Ukrainian fighters have spent weeks trying to defend the city of Lysychansk, and to keep it from falling to Russia, as neighboring Sievierodonetsk did a week ago. A presidential adviser predicted its fate could be determined within days.
“The occupiers threw all their forces on Lysychansk. They attacked the city with incomprehensibly cruel tactics,” Luhansk governor Serhiy Haidai said on the Telegram messaging app. “They suffer significant losses, but stubbornly advance. They are gaining a foothold in the city.”
A river separates Lysychansk from Sievierodonetsk. Oleksiy Arestovych, an adviser to the Ukrainian president, said during an online interview late Saturday that Russian forces had managed for the first time to cross the river from the north, creating a “threatening” situation.
Arestovych said they had not reached the center of the city but that the course of the fighting indicated the battle for Lysychansk would be decided by Monday. In May, Ukrainian and British officials reported that Russia lost nearly an entire battalion in an attempt to cross the Siverskyi Donets River and set up a bridgehead.

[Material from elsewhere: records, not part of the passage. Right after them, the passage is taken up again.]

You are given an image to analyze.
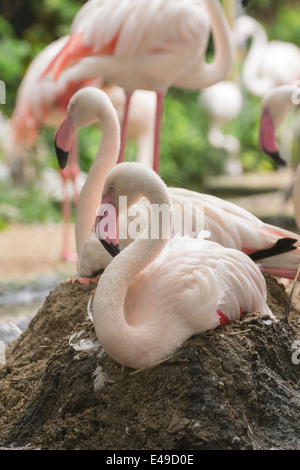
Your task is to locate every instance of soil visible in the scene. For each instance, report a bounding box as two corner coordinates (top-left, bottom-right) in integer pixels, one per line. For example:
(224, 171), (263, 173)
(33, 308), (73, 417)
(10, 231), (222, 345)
(0, 276), (300, 450)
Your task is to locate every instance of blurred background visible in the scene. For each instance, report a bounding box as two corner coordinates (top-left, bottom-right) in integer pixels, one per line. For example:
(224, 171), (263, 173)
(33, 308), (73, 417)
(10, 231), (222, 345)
(0, 0), (300, 339)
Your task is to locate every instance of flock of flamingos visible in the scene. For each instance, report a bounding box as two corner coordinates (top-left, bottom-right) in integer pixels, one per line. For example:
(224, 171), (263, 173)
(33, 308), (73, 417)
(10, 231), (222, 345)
(1, 0), (300, 368)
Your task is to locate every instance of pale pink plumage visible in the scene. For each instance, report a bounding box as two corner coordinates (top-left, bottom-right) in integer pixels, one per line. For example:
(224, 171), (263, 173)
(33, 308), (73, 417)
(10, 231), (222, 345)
(56, 87), (300, 278)
(258, 82), (300, 233)
(44, 0), (233, 171)
(5, 36), (156, 260)
(92, 162), (274, 368)
(233, 15), (300, 96)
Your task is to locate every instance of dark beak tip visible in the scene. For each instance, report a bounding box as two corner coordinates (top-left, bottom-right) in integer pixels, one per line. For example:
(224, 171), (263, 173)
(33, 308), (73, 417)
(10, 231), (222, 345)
(55, 144), (69, 170)
(269, 152), (287, 167)
(99, 238), (121, 258)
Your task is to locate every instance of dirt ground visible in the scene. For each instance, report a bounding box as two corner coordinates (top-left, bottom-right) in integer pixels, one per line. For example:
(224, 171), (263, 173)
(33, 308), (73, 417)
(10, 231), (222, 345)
(0, 227), (300, 450)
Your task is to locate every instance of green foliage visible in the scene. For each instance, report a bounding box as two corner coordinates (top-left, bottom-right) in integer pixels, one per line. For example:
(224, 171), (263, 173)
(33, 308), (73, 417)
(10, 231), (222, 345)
(0, 186), (61, 230)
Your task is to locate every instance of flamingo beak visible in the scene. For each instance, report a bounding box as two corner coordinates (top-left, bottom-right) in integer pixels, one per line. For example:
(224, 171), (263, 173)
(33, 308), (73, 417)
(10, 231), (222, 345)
(258, 112), (286, 166)
(95, 195), (120, 257)
(54, 114), (75, 170)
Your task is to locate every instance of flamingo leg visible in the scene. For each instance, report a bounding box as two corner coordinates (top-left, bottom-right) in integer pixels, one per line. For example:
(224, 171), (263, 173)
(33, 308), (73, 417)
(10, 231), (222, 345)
(59, 169), (77, 261)
(153, 93), (164, 174)
(117, 94), (131, 163)
(70, 139), (79, 206)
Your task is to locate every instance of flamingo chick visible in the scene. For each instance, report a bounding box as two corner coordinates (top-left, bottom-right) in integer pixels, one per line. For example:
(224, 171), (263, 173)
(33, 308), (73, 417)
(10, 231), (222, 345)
(55, 87), (300, 279)
(89, 162), (274, 369)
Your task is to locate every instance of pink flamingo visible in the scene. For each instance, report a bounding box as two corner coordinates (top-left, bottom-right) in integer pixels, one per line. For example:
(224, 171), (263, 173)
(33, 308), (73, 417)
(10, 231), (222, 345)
(258, 81), (300, 229)
(4, 37), (102, 261)
(42, 0), (234, 172)
(6, 37), (155, 261)
(55, 87), (300, 278)
(233, 15), (300, 96)
(89, 162), (275, 369)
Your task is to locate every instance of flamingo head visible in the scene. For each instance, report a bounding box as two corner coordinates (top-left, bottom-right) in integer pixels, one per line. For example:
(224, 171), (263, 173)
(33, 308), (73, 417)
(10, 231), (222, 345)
(95, 162), (144, 256)
(54, 86), (115, 169)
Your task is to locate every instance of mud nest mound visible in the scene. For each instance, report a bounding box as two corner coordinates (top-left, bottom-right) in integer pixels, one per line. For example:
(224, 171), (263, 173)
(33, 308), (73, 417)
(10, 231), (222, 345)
(0, 277), (300, 450)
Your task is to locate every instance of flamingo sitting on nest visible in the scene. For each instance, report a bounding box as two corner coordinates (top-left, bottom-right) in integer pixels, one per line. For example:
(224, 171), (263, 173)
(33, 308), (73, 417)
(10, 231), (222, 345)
(55, 87), (300, 279)
(89, 162), (274, 369)
(42, 0), (234, 172)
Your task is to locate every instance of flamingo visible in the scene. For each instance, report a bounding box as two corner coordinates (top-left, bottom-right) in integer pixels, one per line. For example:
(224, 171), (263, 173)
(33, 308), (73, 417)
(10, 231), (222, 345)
(199, 80), (243, 177)
(54, 87), (300, 282)
(258, 82), (300, 229)
(233, 15), (300, 97)
(89, 162), (275, 369)
(42, 0), (234, 172)
(4, 36), (156, 261)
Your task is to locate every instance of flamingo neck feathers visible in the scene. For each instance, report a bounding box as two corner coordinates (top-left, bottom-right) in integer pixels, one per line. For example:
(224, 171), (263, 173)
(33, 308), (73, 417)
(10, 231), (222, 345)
(174, 0), (234, 89)
(203, 0), (234, 87)
(242, 20), (272, 96)
(93, 165), (173, 368)
(75, 95), (120, 257)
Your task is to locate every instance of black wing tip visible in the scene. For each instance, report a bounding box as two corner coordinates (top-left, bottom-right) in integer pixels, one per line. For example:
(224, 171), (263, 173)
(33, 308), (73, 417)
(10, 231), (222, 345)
(249, 237), (298, 261)
(99, 238), (121, 258)
(266, 152), (287, 166)
(55, 144), (69, 170)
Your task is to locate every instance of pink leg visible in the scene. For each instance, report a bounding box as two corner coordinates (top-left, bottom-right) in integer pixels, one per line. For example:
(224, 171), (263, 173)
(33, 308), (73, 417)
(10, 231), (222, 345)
(59, 168), (77, 261)
(70, 139), (79, 206)
(117, 94), (131, 163)
(153, 93), (164, 174)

Taking Lysychansk would bring Moscow closer to its stated goal of seizing all of Ukraine's Donbas region. Luhansk and neighboring Donetsk are the two provinces that make up the Donbas, where Russia has focused its offensive since pulling back from northern Ukraine and the capital, Kyiv, in the spring.
Pro-Russia separatists have held portions of both eastern provinces since 2014, and Moscow recognizes all of Luhansk and Donetsk as sovereign republics. Syria’s government said Wednesday that it would also recognize the “independence and sovereignty” of the two areas.
If Russian forces take Lysychansk, it would open the way for them to move west into province, where the sizable Ukrainian-held city of Slovyansk has come under rocket attacks several times since Russia invaded Ukraine on Feb. 24.
Elsewhere in the war, the exiled mayor of the Russia-occupied city of Melitopol said Sunday that Ukrainian rockets destroyed one of four Russian military bases in the city.
The Russian Defense Ministry said Ukraine also launched missile and drone attacks in western Russia, on the cities of Kursk and Belgorod, but that the aerial weapons were shot down. Kursk regional governor Roman Starovoit said the town of Tetkino, on the Ukraine border, came under mortar fire.
The leader of neighboring Belarus, a Russian ally, claimed Saturday that Ukraine fired missiles at military targets on Belarusian territory several days ago but all were intercepted by an air defense system. President Alexander Lukashenko described the alleged strike as a provocation and noted that no Belarusian soldiers were fighting in Ukraine.
There was no immediate response from the Ukrainian military.
Belarus hosts Russian military units and was used as a staging ground for Russia’s invasion. Last week, just hours before Lukashenko was to meet with Russian President Vladimir Putin, Russian long-range bombers fired missiles on Ukraine from Belarusian airspace for the first time.
Lukashenko has so far resisted efforts to draw his army into the war. But during their meeting, Putin announced that Russia planned to supply Belarus with the Iskander-M missile system and reminded Lukashenko that his government depends on economic support from Russia.